The pleasure-pain complex of snobbery

From Music at Night by Aldous Huxley.  The essay is Wanted, a New Pleasure.  1931

Officially, this closes the list of pleasures provided by the Riviera entertainment industries. But it must not be forgotten that, for those who pay for them, all these pleasures are situated, so to speak, in a certain emotional field — in the pleasure-pain complex of snobbery. The fact of being able to buy admission to ‘exclusive' (that is generally to say, expensive) places of entertainment gives most people a considerable satisfaction.

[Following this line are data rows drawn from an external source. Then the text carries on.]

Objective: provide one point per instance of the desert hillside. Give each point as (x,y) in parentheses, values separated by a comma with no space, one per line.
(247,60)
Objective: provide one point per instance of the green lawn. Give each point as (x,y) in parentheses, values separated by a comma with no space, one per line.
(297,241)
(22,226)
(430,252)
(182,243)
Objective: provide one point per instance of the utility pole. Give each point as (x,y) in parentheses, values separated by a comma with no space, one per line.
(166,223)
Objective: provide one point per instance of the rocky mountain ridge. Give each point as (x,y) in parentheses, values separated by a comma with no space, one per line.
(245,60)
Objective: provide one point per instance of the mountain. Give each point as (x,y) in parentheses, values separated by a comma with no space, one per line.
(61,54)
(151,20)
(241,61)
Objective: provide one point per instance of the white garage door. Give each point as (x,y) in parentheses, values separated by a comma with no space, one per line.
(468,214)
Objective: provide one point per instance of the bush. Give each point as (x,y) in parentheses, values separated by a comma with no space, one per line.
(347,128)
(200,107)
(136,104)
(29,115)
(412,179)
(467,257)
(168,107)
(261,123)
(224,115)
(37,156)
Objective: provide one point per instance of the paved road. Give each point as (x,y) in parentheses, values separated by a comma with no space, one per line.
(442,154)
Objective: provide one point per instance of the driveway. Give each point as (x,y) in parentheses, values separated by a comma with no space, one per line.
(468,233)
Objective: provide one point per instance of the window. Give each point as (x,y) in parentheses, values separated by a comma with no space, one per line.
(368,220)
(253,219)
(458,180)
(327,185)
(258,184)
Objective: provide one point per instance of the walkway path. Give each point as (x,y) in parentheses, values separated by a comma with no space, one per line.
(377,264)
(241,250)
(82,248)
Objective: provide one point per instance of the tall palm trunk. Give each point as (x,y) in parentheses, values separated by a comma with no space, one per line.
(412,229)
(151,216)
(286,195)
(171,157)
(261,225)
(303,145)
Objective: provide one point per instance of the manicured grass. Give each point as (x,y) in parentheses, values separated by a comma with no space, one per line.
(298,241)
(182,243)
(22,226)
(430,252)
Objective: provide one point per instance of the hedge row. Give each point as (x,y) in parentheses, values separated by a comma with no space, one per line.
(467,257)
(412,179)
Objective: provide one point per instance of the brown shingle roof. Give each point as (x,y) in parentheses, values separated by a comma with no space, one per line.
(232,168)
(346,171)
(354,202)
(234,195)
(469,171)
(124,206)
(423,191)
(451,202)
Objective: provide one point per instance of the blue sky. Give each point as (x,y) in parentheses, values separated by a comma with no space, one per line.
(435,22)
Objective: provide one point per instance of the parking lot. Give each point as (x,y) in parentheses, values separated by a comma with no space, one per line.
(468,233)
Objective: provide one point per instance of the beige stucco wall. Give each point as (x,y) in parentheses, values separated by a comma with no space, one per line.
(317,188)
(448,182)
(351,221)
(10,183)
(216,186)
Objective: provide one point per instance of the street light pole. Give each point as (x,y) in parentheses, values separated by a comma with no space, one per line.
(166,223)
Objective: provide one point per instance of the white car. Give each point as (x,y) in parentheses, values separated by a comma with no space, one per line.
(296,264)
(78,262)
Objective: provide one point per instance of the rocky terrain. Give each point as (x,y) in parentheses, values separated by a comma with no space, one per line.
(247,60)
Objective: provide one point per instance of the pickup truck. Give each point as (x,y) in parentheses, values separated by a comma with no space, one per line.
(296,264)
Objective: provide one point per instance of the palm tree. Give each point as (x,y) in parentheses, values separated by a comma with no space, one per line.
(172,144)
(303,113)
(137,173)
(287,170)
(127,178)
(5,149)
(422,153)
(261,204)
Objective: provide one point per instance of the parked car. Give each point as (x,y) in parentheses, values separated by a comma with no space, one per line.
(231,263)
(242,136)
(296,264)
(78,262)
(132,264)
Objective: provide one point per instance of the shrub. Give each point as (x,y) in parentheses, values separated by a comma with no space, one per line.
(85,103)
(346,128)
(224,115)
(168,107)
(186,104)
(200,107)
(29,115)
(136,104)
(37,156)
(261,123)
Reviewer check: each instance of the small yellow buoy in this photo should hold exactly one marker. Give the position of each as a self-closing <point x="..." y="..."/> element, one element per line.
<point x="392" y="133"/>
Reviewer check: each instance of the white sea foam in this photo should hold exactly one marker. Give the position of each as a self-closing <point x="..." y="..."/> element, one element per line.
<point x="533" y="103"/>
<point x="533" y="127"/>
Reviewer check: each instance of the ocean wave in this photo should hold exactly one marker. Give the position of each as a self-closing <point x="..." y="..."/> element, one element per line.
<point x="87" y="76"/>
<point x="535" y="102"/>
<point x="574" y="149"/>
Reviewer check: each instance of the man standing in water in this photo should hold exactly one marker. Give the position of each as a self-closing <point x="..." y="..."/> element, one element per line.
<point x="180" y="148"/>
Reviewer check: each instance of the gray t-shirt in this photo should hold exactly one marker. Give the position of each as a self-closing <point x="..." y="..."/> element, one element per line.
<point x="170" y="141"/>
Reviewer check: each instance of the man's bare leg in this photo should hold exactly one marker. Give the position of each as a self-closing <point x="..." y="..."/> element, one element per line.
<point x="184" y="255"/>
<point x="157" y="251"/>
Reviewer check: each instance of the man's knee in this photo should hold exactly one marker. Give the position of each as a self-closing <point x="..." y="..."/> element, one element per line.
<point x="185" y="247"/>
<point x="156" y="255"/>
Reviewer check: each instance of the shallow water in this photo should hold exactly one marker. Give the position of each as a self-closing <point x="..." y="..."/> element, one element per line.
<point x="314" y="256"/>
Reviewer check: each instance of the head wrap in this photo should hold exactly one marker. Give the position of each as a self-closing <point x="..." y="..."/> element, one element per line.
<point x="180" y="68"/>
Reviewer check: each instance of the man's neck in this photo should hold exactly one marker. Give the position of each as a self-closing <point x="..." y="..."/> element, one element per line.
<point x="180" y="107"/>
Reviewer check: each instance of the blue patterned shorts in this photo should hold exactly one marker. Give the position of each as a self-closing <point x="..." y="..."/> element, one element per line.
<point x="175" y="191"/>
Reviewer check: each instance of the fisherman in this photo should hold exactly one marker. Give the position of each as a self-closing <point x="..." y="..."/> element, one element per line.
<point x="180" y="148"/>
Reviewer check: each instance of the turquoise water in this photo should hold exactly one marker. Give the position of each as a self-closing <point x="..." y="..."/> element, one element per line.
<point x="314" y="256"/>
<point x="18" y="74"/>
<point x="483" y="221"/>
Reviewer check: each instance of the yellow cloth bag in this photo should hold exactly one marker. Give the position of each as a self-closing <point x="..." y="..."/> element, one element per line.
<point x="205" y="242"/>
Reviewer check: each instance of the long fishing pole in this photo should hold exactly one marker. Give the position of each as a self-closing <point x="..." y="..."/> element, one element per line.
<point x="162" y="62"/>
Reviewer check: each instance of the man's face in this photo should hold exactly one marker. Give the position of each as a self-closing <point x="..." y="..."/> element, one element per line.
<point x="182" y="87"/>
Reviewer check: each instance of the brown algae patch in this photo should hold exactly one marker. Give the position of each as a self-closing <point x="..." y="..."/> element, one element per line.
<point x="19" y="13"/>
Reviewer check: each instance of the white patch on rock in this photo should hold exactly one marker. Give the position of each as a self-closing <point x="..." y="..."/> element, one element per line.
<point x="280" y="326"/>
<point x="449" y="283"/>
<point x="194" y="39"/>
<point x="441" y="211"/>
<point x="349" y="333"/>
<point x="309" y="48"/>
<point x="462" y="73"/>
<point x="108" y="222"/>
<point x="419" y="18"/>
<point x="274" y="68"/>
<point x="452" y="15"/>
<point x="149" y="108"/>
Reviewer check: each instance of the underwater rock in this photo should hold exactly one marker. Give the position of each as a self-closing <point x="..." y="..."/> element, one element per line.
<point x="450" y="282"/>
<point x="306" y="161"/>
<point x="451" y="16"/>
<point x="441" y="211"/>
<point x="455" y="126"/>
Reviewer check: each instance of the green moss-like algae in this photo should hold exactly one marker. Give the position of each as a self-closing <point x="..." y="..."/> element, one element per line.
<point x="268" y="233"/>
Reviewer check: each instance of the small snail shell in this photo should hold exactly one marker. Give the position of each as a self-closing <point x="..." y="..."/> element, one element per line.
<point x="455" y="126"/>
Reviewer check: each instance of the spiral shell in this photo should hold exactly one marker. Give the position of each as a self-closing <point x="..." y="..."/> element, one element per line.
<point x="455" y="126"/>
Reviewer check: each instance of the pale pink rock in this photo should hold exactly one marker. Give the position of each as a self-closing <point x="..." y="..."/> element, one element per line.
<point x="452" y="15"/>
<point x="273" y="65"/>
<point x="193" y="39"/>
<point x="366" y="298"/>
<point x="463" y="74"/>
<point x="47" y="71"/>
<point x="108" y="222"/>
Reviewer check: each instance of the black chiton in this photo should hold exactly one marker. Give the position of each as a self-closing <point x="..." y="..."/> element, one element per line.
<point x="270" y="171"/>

They like to think of the poor and vulgar herd outside, just as, according to Tertullian and many other Fathers of the Church, the Blessed enjoy looking down from the balconies of Heaven on to the writhings of the Damned in the pit below. They like to feel, with a certain swelling of pride, that they are sitting among the elect, or that they are themselves the elect, whose names figure in the social columns of the Continental Daily Mail, or the Paris edition of the New York Herald. True, snobbery is often the source of excruciating pain. But it is no less the source of exquisite pleasures. These pleasures, I repeat, are liberally provided in all the resorts and constitute a kind of background to all the other pleasures. 

Now all these pleasure-resort pleasures, including those of snobbery, are immemorially antique — variations, at the best, on traditional themes. We live in the age of inventions; but the professional discoverers have been unable to think of any wholly new way of pleasurably stimulating our senses or evoking agreeable emotional reactions.